I can't post security policies. This has shared more than I should. Same reason Google can't tell us what is spam. 10 mins after you explain it, they figure out a way around it.
I feel for the bystanders that find it a problem because they just happen to be on an isp with an abusive user. On the other hand, if they don't care enough about the system to simply login and participate, then those resources are better spent for active community members.
I've taken many of these up with ISP's. The most responsive has been AOL and I removed them from the required login earlier this week (Thanks AOL). A few of the other notorious isps have never responded to abuse reports.
You have to understand the volumn of page views we are doing. The scope of the problem with spiders is far beyond trivial - it's a critical red alert condition. We have somewhere around 250k pages here. (I don't know how many because of the thread split system). Just 1 aggressive spider puts the whole system at risk with a ddos attack.
I spend an hour a day dealing with this now. I wish I had that time back.

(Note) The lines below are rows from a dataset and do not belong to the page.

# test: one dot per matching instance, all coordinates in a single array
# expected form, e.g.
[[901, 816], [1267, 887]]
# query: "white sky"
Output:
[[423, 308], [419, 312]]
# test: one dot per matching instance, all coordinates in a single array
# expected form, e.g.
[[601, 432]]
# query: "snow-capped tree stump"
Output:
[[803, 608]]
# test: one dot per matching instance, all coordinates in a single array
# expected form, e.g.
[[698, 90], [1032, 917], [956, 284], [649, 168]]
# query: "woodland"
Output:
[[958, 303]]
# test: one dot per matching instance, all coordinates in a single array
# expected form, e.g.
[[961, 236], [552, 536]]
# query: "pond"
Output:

Had one from three isp's that pulled 255k views in 1hr. So - btopenworld, mindspring, and ntl.com went on the list of required logins. I will not roll that back any time soon.
WebmasterWorld is fully crawlable by off the shelf windows spiders where most forums aren't. Joe 'weekend hacker' can scarf the entire forums with just about any generic windows downloader. That puts us in the cross hairs like few dynamic sites experience.

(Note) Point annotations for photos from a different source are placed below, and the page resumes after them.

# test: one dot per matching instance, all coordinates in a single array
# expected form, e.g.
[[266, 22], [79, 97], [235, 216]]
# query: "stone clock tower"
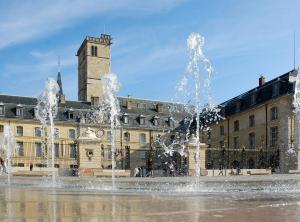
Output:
[[93, 64]]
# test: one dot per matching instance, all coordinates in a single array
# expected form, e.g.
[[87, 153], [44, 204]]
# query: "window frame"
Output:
[[143, 138], [274, 113], [72, 130], [18, 132], [251, 140], [236, 126], [252, 120]]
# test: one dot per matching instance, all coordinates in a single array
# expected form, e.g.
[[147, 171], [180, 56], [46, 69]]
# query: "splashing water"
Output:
[[195, 43], [111, 86], [7, 147], [46, 111], [108, 111], [296, 103]]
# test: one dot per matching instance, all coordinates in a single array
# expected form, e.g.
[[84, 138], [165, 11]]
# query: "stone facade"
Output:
[[257, 130], [93, 64]]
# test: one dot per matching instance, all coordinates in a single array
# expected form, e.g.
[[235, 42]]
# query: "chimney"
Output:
[[159, 108], [129, 102], [261, 80]]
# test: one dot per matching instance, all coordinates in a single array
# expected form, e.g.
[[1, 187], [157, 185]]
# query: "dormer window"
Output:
[[171, 122], [253, 99], [94, 50], [71, 114], [238, 106], [125, 118], [2, 109], [155, 120], [275, 89], [19, 111], [142, 120]]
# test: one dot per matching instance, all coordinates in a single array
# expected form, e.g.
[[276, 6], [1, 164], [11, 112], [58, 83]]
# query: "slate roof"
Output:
[[148, 110], [262, 94]]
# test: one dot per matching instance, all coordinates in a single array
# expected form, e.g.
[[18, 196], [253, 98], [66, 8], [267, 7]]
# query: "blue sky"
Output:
[[243, 39]]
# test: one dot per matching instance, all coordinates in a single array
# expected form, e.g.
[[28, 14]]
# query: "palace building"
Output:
[[80, 143], [258, 129]]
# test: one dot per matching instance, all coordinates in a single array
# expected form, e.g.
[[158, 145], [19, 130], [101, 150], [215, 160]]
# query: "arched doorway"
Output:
[[251, 163]]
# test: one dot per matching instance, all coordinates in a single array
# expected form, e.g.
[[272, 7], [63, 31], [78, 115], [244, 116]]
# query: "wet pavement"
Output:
[[24, 203]]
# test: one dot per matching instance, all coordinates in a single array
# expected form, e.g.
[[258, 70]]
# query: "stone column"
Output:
[[192, 158]]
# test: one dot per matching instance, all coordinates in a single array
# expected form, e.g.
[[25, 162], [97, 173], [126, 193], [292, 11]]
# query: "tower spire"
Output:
[[294, 50], [61, 95]]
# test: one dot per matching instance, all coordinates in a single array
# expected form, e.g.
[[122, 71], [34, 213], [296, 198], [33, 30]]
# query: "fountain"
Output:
[[46, 111], [191, 94], [159, 198]]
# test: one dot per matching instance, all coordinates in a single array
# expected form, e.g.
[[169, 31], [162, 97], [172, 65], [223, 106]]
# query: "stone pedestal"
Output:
[[89, 154], [192, 158]]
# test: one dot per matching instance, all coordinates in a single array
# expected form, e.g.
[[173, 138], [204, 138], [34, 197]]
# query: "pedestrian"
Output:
[[221, 170], [136, 172], [2, 164], [150, 167]]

>Couldn't you just block the spiders and not the entire ISP?
They come in with a random ip and use stock browser agents. You can't touch em that way. Had one from Mindspring and one from Cox that used over a hundred ips in one day. The only way to slow it down (you can't stop it) and protect the board is to require login from the most abusive isps. Nearly the same that Google did to that particular cable modem company last spring.
As for the scope of users, it's pretty minor at less than 0.50% getting the required login per day. And yes there are se's that are indexing subscriber content on many sites - it's getting fairly common - just break out your checkbook and signup for a xml feed. Google news also has done it before.
Lastly, big thank you to WestHost [westhost.com] for working with us on this issue, giving us the tools to deal with it, and putting up with the excessive bandwidth usage by spiders. We are well beyond needing a dedicated server (two or three actually) and WH has been a trooper keeping us up and running. Thanks Chris.